Data from the Central Statistics Agency (BPS) states that the population of Malang City in 2019 according to the results of the 2010 population census projection 870,682 inhabitants. With an area of 110.06 km2, Malang is the second most populous city in East Java after Surabaya. This population density also affects the demand for road facilities. In 2017, the road facilities recorded in Malang City were 1,221.29 km. If calculated, the ratio of roads to the total population is 713, meaning that every 1 km of the road in Malang serves 713 residents. This figure informs the level of road use in Malang City, although it does not yet reflect the density of the road because it has not yet taken into account the weight of the different types of vehicles.

This condition is getting worse with the freeway which connects a lot of cities, including Surabaya, the most crowded city in East Java. Malang has a lot of important places for education and tourism. These attract a lot of local tourism and students from outside the city and as the result, the street would be extremely crowded.

Malang city is also out of space to build or expand the street. Although the city has two flyovers, these are still unable to hold the massive amount of private vehicles. On some sites such as Pasar Besar (The central market in Malang City), there are some street vendors selling their goods on the side of the street. This circumstance makes the street become narrower than it has to be.

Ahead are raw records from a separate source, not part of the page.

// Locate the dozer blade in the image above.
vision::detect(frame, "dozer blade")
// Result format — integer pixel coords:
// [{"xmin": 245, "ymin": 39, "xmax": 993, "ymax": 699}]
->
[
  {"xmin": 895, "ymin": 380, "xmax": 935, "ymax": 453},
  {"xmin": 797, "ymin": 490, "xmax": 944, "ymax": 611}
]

2) Easy access to have a driver license

It’s easy to get a driver license in Indonesia. You can get it by doing an administrative registration. After that, you need to pass the health and mental examination, thus they’re quite easy to pass. Then, you have to do the theory and practice examination. After you pass all the tests, you’ll get your driver license and it will be valid for five years.

At first it sounds normal to do some tests. However, the easy part is on the way you extend the license. You only have to go to the place where you are tested with the same documents you brought when you were tested plus your own license a day before the due date. 

If you want to get it really fast and easy, you could “pay” someone. This is a public secret and almost every Indonesian knows this. However, there will be some extra cash if you want to do it this way because this is an illegal thing to do.

3) Bad Public Transportation

People are comfy with their own private vehicle so why should people bother to go with public transportation which is really slow, in bad-shape, and often makes us late? Well, that’s the situation with public transportation in most cities in Indonesia, including Malang City. 

Public transportation in Indonesia has been a problem for a long time. In the Independence era, private vehicles were only for the high-ranking society such as noblemen/women, mayors, people who worked in the capital city, and rich entrepreneurs. At that time, people mostly used trains and buses for transportation. The amount of those with their own vehicles were not as high as today. At the New Order Era (Orde Baru), Indonesia was getting prosperous. As a result, middle-class society could afford vehicles, although it was typically only a motorbike. At this time, people still preferred public transportation to commute from one place to another. In the current Reformation Era, almost everyone can afford a motorbike. The price is affordable and if it’s not, you can own it with credit. 

On the other hand, public transportation is not improving. They still use the old system and sometimes don’t expand their route to make people commute easily. Public transportation drivers also have a bad salary which isn’t encouraging. They need a lot of people on their vehicle to make money. So, if a driver thinks that the people in his vehicle are not good enough for him, he won’t bother to go. This system makes people often arrive late to their destination. Thus making public transportation become less popular. 

In short, traffic jams have become a problem for the local government for years. There should be a better policy to regulate the amount of private vehicles. It’s going to be hard to build or expand the roads since the lot isn’t spacious enough to do that. Public transportation also needs to be improved, both the system and infrastructure in order to make people comfortable while commuting.